One hundred grams of ground chrome leather waste was taken and it was shaken in one liter of water, for 24 hours. Atroom temperature and 50°C. Then it was filtered, the filtrate solution was treated to raise its pH up to 10, with 6 M NaOH which precipitate the chromium in to Cr(OH)3. It was filtered again and the residue was placed in the oven at 600°C for 2 hours, after acidic digestion the chromium determination by using atomic absorption spectrophotometer was done in the following Table 2. Filtrate from the solution was also left at this step.At the other hand the residue were treated with 40, 50, 60 and 80 ml of 10% sulfuric acid at the temperature 25, 40 and 60°C with the shaking time 30, 60 and 90 minutes for each treatment of 10% sulfuric acid respectively than after filtration the residue was again treated as above and filtrate was also left.After all the observation was taken, the results of chromium and protein determination wasanalyzed by using SPSS one-way ANOVA factorial design.
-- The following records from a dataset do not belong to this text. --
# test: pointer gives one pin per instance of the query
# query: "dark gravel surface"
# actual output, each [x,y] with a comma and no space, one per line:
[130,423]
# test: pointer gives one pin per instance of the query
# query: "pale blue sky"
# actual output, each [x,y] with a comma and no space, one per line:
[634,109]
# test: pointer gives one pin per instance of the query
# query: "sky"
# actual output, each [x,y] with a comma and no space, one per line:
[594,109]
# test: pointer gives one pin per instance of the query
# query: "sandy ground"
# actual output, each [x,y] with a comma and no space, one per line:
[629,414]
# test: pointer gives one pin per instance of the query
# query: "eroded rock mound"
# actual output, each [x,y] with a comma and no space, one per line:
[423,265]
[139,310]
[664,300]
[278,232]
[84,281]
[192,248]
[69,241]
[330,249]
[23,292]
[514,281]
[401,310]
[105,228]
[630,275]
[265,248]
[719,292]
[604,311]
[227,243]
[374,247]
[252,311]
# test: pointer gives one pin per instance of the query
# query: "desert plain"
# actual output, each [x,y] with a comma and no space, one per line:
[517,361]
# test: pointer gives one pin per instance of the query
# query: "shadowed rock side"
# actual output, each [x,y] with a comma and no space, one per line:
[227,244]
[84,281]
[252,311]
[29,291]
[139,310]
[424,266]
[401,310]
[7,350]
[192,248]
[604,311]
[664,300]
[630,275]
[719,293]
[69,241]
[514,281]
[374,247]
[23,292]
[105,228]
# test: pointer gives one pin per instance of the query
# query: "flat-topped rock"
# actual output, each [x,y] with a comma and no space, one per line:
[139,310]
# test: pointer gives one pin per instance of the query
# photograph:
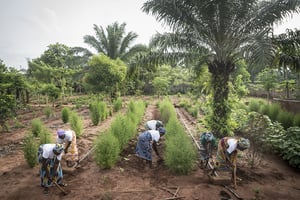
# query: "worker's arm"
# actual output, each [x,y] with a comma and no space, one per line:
[68,144]
[45,167]
[154,145]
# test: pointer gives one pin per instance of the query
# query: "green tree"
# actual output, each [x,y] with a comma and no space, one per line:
[56,65]
[114,42]
[105,75]
[268,79]
[217,33]
[161,85]
[288,54]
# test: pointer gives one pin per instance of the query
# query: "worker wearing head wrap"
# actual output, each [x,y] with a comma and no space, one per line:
[68,138]
[153,124]
[146,141]
[207,143]
[227,154]
[50,169]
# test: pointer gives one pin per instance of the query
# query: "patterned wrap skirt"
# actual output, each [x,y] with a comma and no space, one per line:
[144,146]
[221,163]
[72,154]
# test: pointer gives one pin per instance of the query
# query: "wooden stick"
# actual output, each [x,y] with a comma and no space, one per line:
[165,189]
[91,150]
[177,190]
[233,192]
[129,191]
[60,188]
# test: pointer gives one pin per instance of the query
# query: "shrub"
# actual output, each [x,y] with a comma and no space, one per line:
[273,110]
[166,110]
[95,112]
[49,112]
[107,150]
[285,118]
[296,121]
[117,104]
[103,110]
[291,147]
[30,150]
[65,114]
[76,124]
[46,136]
[179,160]
[254,105]
[36,127]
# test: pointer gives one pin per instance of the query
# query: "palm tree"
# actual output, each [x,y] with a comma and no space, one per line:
[218,32]
[114,43]
[288,54]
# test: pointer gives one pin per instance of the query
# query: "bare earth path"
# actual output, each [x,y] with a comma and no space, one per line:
[130,178]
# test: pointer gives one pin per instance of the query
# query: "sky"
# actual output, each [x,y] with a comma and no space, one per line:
[28,27]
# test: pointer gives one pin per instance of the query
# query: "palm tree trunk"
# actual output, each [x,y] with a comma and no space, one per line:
[220,107]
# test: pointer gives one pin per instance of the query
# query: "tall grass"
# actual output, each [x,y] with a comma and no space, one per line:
[76,124]
[65,114]
[181,160]
[122,129]
[30,150]
[36,127]
[107,150]
[95,112]
[117,104]
[46,136]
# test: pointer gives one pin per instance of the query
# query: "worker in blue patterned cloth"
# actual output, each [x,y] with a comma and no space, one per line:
[146,141]
[207,143]
[49,156]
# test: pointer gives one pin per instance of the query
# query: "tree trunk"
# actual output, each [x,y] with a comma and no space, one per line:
[220,107]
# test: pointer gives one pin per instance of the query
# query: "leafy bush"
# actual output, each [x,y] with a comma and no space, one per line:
[76,124]
[36,127]
[30,150]
[291,147]
[95,112]
[179,160]
[107,150]
[296,121]
[166,110]
[65,114]
[103,110]
[117,104]
[119,130]
[46,136]
[285,118]
[254,105]
[273,110]
[49,112]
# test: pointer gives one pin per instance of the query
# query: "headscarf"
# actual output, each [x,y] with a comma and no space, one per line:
[243,144]
[162,130]
[60,132]
[58,148]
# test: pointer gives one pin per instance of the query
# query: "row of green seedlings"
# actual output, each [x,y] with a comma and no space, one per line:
[99,110]
[40,134]
[275,113]
[271,136]
[110,143]
[180,154]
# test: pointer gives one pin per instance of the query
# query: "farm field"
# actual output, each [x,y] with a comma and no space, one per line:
[131,179]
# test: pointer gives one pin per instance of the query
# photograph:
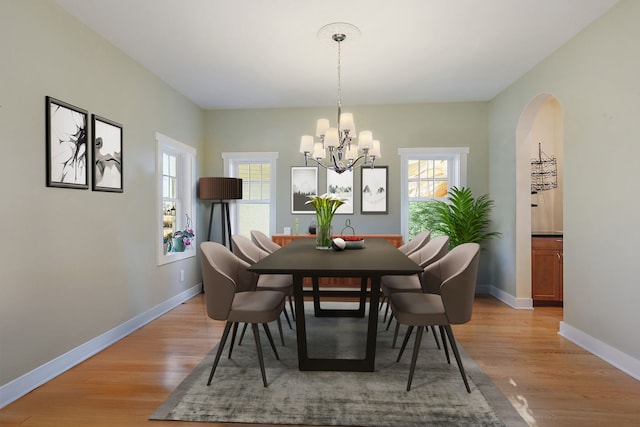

Table 2: List of CLW left in the acid.

10%Sulfuric Temperature Shaking time CLW Dissolved CLW Left Protein Cr
40 25 30 0.75 42.5 0 1.62
40 40 60 41.5 8.5 2.2 3.41
40 60 90 24.49 25.71 1.87 2.37
50 25 30 6.98 43.02 0 3.65
50 40 60 10.3 39.7 0.35 1.6
50 60 90 16.96 33.04 0.72 2.84
60 25 30 21.86 28.14 1.01 1.73
60 40 60 32.21 17.7 1.73 3.21
60 60 90 42 8 0 3.5
80 25 30 28.82 21.72 2.07 0
80 40 60 45 5 0 4.01
80 60 90 42.98 7.05 0 3.79

Results and Discussion

Strong cowhide squander contains a rich measure of collagen proteins. Changing the asset and understanding its high usage are the necessities of ecological security, practical improvement, and monetary development. Collagen filaments can be effectively harmed while removing and preparing. In this way, response conditions are not to be excessively solid. This causes a not high extraction rate of collagen protein. In the meantime, there are issues, for example, contamination and cost in the extraction of collagen protein. Collagen protein has different applications in nourishment supplement, makeup, biomedical materials, creature nourishes, and so forth we trust that the potential improvement of the market for separating collagen protein from calfskin is tremendous.

Alkali Method

For alkali method three alkalis, NaOH, MgO and CaO were used in different quantites 5 g, 7 g and 18 g for 3 hours,3 hours and 1 hour respectively, 5 g, 10 g and 20 g of MgO and CaO were used, treatments of MgO were done for the time period of 6 hours while the time for first two treatments of CaO was 12 hours while the third treatment of CaO was proceed for 6 hours. The highest amount of CLW was dissolved in NaOH, while the lowest one in CaO. The raise of temperature increases the dissolved amount of CLW.Wenwei Liang et al. utilized NaOH 9% to hydrolyze chrome shavings under temperature of 120°C for 6 hours.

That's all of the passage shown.